At 116,207 square feet, the new embassy is the largest of some 300 diplomatic compounds in Washington. Designed to complement its distinguished neighbors, it is clad inside and out with honey-colored limestone to achieve a sense of solidity and timelessness. (The same stone, much preferred by Pei, was used for the Louvre, MUDAM, and other late projects). The embassy’s design continues I.M. Pei’s lifelong ambition to define a specifically Chinese language of modern architecture, drawing on the essence of its age-old cultural traditions to meet contemporary needs. With balanced asymmetry, its south-facing entrance gives on to spatial sequences, outdoor features, and gardens in harmony with built form.

The embassy is organized in east and west office buildings on either side of an octagonal entrance pavilion that links the whole together. The entrance is announced by a hovering canopy and pure geometric forms that facet up with cubic dimension to a small skylit tower. (Pei explored a similar sculptural massing for the Goulandris Museum in 1993 and developed it more broadly for the Museum of Islamic Art, contemporary with the embassy). Guests proceed to public areas, including reception rooms, banquet halls, a Grand Hall for important diplomatic functions, and a 200-seat auditorium, all equipped with state-of-the art facilities.
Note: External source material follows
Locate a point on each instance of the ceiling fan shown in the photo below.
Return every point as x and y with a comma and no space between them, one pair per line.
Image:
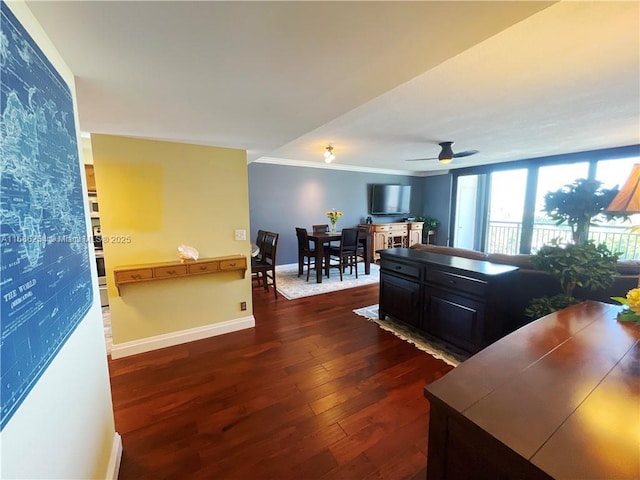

As Pei knew well from his previous diplomatic commissions for the United States Chancellery in Montevideo, Uruguay and the Permanent Mission of the Republic of Korea to the United Nations in New York, security was a paramount concern. In Washington, solid mass is relieved by great glass window walls, whether elevated or otherwise protected from the street. They admit natural light of an especially soft and luminous quality, as it rakes across the masonry walls. The windows borrow outdoor views in continuation of cultural tradition, framing serene Chinese gardens with special plantings and rockworks (part of the modern and traditional art the embassy was designed to showcase).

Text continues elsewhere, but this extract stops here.